Unfortunately fire also claimed this building, in 1809.

Old picture of the New Theatre Royal Covent Garden London 1809

The site was once again used for a replacement theatre building, which opened in 1812. It has stood the test of time, and still operates today.

Market Hall 1830

Providing a more permanent trading centre in the area, a market hall designed by Charles Fowler was built in Covent Garden in 1830.

End of the Bedford Estate at Covent Garden

Herbrand Russell, 11th Duke of Bedford, agreed to sell the Covent Garden estate in 1913. Harry Mallaby-Deeley, an MP and land speculator, agreed to pay £2 million.

It turned out to be a terrible deal for the buyer. The following year the Great War, later known as World War I, broke out. By the time Mallaby-Deeley sold his option to the Beecham family in 1918, the year the war ended, he only received £250,000.

The Beecham Estates and Pills Limited owned Covent Garden between 1924 and 1928, when it was transferred to another compay part-owned by the Beechams, called Covent Garden Properties. They sold some of the local properties, using the money to invest in property across other parts of London.

Market Traders 1950

Two minutes of silent footage recorded in 1950 shows what an important commercial centre Covent Garden’s streets once were.

Various – Covent Garden (1950) – British Pathé on YouTube

In 1962, the newly established government body the Covent Garden Authority paid £3,925,000 for the market and bulk of remaining properties in the area.

They had plans to rip down the historic market, since the facilites and local roads were completely unsuitable for modern vehicles, and redevelop the area.

Redevelopment Plans 1971

In 1971, local people fought hard to save their community. The local authority wanted to rehouse tenants and tear their homes down for redevelopment.

But that would mean leaving all the friends and relatives they saw on a daily basis.

Even the policeman was happy to take a protest leaflet to read later.

The final word is given to a man who says that the area’s redevelopment will lead to high costs of living and the working classes will be pushed away by the middle classes. 
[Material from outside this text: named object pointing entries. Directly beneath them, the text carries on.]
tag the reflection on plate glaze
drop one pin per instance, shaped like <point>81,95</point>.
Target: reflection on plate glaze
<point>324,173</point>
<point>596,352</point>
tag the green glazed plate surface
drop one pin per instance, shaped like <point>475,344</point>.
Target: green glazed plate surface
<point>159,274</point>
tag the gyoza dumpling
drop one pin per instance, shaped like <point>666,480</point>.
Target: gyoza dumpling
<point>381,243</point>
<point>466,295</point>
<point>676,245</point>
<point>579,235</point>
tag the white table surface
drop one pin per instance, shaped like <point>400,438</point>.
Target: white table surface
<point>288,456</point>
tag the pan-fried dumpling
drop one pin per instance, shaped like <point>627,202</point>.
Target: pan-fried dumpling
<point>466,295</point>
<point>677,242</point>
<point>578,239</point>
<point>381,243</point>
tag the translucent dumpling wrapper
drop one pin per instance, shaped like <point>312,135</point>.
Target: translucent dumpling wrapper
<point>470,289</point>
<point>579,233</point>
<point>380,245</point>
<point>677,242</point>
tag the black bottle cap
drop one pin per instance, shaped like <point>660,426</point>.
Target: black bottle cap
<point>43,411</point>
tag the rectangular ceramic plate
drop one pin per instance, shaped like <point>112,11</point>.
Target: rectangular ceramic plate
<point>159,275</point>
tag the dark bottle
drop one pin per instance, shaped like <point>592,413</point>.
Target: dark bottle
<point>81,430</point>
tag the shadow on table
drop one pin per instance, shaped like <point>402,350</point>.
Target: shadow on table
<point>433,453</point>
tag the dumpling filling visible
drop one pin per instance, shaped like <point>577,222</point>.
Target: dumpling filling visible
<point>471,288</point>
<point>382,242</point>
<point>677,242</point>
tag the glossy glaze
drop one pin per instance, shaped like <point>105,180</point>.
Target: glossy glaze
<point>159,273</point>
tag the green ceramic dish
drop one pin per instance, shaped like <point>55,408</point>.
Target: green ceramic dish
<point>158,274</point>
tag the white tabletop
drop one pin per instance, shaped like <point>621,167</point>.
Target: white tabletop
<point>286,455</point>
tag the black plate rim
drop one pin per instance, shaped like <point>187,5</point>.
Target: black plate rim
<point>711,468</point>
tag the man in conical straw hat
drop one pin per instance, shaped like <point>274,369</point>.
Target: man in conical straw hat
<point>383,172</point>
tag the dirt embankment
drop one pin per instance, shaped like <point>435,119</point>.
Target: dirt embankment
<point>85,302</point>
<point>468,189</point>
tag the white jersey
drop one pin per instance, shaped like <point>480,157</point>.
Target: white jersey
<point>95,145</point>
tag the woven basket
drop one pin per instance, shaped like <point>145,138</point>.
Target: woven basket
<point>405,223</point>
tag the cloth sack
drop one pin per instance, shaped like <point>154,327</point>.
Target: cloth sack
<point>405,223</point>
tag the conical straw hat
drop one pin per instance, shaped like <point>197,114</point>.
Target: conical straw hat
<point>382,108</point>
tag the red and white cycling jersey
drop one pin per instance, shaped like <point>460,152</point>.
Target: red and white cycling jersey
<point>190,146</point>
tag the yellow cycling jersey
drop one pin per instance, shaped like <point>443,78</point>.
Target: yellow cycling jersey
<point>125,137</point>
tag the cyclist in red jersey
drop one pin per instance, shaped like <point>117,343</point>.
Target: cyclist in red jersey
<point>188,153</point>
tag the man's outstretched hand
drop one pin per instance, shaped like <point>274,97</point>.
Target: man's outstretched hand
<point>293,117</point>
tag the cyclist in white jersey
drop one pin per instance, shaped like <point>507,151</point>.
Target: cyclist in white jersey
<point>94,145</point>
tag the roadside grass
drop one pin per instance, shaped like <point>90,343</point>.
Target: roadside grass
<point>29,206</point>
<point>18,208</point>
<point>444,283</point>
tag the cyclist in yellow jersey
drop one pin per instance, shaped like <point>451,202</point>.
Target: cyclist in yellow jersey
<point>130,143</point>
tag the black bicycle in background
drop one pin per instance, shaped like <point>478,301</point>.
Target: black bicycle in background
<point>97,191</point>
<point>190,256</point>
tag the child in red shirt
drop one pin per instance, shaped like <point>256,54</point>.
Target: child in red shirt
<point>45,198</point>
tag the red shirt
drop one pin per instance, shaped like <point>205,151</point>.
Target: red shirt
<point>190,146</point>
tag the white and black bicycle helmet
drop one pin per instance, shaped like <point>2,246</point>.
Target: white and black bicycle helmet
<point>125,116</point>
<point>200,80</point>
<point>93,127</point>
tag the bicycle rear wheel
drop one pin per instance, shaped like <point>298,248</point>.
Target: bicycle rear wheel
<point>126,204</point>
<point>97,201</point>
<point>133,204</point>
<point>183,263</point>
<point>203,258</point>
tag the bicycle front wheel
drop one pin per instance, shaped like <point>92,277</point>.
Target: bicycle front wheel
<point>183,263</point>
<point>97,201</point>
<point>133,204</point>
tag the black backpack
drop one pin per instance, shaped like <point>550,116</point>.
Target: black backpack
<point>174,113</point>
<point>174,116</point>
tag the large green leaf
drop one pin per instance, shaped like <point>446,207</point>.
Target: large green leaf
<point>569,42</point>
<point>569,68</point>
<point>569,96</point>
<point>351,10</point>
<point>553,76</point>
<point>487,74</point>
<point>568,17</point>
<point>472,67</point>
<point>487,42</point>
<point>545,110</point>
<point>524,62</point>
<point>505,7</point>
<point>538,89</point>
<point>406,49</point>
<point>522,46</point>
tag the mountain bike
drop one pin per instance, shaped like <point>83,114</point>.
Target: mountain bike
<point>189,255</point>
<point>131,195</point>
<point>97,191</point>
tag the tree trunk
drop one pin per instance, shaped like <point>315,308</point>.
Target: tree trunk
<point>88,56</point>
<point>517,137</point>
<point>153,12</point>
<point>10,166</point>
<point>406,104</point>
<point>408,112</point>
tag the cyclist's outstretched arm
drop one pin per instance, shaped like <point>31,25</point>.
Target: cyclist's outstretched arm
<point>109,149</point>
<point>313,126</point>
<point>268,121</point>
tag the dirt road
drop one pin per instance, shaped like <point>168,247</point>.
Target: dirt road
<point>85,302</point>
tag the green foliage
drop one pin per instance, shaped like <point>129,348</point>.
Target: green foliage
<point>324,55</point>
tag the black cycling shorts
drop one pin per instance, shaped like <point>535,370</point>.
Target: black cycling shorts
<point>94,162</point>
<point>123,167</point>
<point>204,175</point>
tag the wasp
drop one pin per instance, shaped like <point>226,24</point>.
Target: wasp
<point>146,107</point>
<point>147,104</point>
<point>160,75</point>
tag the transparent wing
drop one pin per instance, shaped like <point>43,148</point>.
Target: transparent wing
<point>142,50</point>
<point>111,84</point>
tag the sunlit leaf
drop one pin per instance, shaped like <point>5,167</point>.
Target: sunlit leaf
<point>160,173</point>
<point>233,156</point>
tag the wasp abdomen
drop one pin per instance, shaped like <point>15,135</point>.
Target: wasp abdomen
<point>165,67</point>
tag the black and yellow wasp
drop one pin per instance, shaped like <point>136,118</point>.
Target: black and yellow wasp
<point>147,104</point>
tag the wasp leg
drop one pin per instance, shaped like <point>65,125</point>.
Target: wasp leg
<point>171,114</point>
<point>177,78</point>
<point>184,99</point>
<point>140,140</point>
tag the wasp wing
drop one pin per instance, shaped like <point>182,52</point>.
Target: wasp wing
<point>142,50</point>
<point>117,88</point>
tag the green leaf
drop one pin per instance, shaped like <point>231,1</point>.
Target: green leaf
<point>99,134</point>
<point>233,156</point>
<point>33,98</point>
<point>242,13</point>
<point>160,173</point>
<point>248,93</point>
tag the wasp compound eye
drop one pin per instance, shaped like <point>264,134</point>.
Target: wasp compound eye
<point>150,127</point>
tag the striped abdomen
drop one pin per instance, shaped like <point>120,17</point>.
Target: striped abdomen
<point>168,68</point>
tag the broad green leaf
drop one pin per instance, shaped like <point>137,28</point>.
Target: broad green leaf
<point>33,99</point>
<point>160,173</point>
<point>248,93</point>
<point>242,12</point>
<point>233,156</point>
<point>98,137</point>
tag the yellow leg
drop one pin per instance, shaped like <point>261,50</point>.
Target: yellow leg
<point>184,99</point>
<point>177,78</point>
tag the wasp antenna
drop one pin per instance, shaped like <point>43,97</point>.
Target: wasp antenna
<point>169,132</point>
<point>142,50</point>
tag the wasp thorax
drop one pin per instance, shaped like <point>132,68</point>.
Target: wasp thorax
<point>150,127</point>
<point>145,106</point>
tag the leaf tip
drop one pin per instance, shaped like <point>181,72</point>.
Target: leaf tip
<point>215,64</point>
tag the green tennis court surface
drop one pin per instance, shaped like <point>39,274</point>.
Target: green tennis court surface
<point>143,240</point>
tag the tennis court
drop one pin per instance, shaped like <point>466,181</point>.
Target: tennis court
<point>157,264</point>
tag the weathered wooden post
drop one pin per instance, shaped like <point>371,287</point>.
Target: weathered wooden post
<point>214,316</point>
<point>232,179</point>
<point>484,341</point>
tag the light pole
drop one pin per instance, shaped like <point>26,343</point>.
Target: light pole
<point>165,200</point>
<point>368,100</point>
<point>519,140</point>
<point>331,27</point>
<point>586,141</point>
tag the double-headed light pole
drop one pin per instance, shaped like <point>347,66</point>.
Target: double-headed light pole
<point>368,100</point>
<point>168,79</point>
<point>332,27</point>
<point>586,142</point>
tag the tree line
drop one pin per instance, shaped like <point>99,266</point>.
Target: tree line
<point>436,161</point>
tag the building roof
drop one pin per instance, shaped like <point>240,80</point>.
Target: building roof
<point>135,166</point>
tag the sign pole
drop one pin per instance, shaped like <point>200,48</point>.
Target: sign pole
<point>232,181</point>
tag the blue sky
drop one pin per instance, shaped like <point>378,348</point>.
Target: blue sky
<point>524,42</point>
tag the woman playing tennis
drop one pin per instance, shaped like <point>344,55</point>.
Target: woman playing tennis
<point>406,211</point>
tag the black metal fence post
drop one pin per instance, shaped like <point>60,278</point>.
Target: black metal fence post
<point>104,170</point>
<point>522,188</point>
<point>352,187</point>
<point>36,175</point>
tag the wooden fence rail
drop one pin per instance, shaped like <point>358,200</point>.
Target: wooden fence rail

1970s Covent Garden | Locals refuse to be moved! | 1970s London | Have your say | Today | 1971: ThamesTv (YouTube)

Thankfully this caused an outcry, leading to the listing of the buildings around the square in 1973. 

Instead, the market found new premises in Nine Elms.

The Covent Garden market was redeveloped as a shopping centre in 1980, becoming one of London’s tourist hot spots. It was sold, along with several other properties in the area, to a property investment company in 2006.

In 2021, the average cost of a flat in the Covent Garden area was almost £1.5 million, well beyond the majority of households in the UK.